Neither TEP nor the customer can create or apply an unapproved rate. Arizona law prohibits it. Arizona law requires any new tariff proposal to be reviewed and approved by the ACC. Such a review ensures no hidden cost shifts to other customers. The contract also makes clear that all terms, conditions, and obligations for both TEP and the data center developer are governed by Arizona law. In short, the idea that an unapproved rate could be used simply has no grounding in fact.
Claim: The agreement puts other customers at risk of higher costs.
Fact: The agreement was created specifically to add more consumer protections than required — not fewer. In truth, no separate agreement was required at all. The customer could have simply taken service under an existing tariff approved by the ACC with no additional conditions.
The sole reason the agreement exists is because TEP proactively added extra guardrails beyond what standard tariffs provide. These protections ensure other customers are insulated from financial risk.
Key safeguards include:
- Minimum monthly billing payments regardless of energy use
- Termination fees backed by financial security
- Credit requirements to protect against default
- Full‑cost service under a tariff designed to recover the total cost of delivering energy
Large industrial customers like the proposed data center help keep rates stable by spreading fixed system costs across more kilowatt‑hours providing affordability benefits for all customers.

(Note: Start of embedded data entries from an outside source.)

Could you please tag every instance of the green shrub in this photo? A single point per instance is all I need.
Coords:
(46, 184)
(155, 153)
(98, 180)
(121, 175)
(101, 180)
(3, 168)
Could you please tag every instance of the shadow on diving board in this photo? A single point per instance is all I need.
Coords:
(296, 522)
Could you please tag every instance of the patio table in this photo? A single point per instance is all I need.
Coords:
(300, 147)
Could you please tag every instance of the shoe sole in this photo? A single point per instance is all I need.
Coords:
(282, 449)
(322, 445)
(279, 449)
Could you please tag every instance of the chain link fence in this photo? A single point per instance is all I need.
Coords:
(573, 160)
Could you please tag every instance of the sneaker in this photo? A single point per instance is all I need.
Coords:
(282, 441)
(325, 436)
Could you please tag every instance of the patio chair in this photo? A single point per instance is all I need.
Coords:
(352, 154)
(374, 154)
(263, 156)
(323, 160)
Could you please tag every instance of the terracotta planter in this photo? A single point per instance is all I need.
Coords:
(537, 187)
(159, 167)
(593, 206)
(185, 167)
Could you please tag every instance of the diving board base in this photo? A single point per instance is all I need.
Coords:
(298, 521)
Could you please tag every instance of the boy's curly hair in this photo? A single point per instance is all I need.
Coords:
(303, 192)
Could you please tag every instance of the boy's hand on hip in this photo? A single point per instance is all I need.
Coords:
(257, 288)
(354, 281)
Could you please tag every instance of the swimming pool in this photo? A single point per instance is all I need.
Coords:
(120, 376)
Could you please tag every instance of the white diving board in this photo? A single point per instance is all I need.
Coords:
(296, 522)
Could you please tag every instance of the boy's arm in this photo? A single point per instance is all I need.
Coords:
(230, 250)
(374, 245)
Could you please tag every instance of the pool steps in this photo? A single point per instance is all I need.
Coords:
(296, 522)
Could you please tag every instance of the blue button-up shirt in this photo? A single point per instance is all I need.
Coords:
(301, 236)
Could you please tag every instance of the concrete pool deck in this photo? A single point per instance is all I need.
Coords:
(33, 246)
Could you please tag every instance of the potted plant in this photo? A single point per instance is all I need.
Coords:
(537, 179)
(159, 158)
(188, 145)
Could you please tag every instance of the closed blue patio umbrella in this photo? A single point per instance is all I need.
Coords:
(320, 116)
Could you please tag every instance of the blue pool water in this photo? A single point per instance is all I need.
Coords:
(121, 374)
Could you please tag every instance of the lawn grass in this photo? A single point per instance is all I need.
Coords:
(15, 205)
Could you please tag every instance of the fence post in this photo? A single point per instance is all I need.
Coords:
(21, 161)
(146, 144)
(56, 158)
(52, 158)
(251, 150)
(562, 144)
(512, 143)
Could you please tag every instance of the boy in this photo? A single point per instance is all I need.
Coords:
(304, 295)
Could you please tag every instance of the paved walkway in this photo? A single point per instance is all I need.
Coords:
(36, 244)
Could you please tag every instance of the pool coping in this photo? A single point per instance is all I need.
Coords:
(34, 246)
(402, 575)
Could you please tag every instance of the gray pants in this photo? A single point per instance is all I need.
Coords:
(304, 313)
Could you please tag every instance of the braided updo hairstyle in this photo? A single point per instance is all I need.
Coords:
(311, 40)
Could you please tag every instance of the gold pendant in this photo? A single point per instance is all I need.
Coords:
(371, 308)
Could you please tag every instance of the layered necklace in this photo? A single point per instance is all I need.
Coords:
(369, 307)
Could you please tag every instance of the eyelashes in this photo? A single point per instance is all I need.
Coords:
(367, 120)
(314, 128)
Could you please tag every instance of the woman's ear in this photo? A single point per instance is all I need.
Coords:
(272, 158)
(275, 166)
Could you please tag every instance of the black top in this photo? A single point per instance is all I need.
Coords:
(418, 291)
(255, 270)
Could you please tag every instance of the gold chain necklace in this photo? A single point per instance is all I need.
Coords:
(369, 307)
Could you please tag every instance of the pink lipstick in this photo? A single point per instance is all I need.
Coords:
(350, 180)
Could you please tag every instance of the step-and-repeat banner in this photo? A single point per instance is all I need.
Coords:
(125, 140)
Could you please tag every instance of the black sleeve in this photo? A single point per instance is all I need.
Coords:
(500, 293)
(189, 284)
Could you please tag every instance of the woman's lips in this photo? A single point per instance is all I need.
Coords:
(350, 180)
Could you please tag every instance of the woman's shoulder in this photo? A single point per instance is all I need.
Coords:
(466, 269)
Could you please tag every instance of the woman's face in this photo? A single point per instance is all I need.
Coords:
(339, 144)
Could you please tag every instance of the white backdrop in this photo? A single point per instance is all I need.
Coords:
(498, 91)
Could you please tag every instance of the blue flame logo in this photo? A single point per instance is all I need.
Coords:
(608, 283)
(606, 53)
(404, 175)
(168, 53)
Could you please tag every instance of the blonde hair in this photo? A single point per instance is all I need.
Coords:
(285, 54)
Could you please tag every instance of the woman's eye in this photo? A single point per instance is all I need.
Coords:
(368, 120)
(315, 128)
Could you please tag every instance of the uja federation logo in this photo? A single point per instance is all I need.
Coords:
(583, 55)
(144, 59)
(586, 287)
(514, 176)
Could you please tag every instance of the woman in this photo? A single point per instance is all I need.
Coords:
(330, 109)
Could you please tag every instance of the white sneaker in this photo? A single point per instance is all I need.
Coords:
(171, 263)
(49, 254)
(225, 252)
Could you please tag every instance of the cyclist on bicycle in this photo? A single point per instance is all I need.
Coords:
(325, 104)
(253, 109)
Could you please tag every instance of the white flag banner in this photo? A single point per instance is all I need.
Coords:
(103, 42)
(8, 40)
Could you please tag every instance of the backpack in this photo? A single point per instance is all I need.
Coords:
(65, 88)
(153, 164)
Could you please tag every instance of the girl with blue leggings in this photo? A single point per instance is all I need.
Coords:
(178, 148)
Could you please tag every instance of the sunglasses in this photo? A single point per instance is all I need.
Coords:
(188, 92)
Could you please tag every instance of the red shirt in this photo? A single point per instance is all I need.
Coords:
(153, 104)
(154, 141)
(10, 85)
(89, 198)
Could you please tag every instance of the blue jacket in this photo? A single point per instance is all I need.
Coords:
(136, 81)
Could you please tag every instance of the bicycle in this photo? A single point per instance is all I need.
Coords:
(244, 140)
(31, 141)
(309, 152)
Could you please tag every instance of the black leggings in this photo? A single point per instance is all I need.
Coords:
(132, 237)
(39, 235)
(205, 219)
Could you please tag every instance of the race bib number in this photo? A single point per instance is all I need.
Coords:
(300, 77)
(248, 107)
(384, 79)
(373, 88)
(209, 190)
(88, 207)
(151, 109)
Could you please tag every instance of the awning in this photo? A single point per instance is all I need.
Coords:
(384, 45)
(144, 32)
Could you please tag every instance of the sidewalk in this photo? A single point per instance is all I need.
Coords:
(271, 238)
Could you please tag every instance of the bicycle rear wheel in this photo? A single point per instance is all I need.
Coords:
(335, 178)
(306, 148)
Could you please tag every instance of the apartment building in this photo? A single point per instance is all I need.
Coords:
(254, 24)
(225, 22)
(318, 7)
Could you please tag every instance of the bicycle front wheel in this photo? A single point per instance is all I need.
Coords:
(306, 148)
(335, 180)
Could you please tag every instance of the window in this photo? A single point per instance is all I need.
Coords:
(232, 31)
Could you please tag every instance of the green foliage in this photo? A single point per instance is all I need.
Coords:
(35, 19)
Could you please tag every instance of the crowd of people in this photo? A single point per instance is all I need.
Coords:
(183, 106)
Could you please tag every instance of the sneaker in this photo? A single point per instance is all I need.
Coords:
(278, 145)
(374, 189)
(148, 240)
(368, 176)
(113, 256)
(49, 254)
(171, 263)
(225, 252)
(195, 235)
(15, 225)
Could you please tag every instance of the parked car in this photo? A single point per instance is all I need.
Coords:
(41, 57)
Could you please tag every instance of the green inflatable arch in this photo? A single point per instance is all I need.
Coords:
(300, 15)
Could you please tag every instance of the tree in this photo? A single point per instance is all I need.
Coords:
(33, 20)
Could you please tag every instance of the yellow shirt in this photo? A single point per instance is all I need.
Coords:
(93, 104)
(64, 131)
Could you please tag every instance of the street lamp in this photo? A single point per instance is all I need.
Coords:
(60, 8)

Claim: The agreement was not transparent and bypassed public review.
Fact: TEP filed the agreement with the ACC on their public website on Aug. 25, 2025. The ACC reviewed and approved the agreement in a public meeting on Dec. 3, 2025, following an open, transparent process with full scrutiny. TEP representatives were extensively questioned on a variety of topics for more than three hours during the public open meeting.
Leading up to the public hearing, Commissioners asked numerous questions about the agreement and detailed written responses to questions from Vice Chair Myers, and Commissioners Marquez Petersen and Walden were filed in the docket.
The Commission and its staff followed their typical public and transparent review of the energy supply agreement.
Claim: The agreement threatens grid reliability.
Fact: TEP conducted extensive reliability and system‑impact analyses before submitting the agreement. Read more here. The ACC reviewed this information prior to approval. Nothing in the public record supports the claim that serving the data center will harm grid reliability.
Public dialogue is healthy, but it must be grounded in accurate information.
TEP’s mission is simple: to provide safe, reliable, affordable energy for every customer. This agreement supports that mission and reflects the transparency and accountability our community expects. We remain committed to upholding the public’s trust in every decision we make.
Erik Bakken is President of Tucson Electric Power.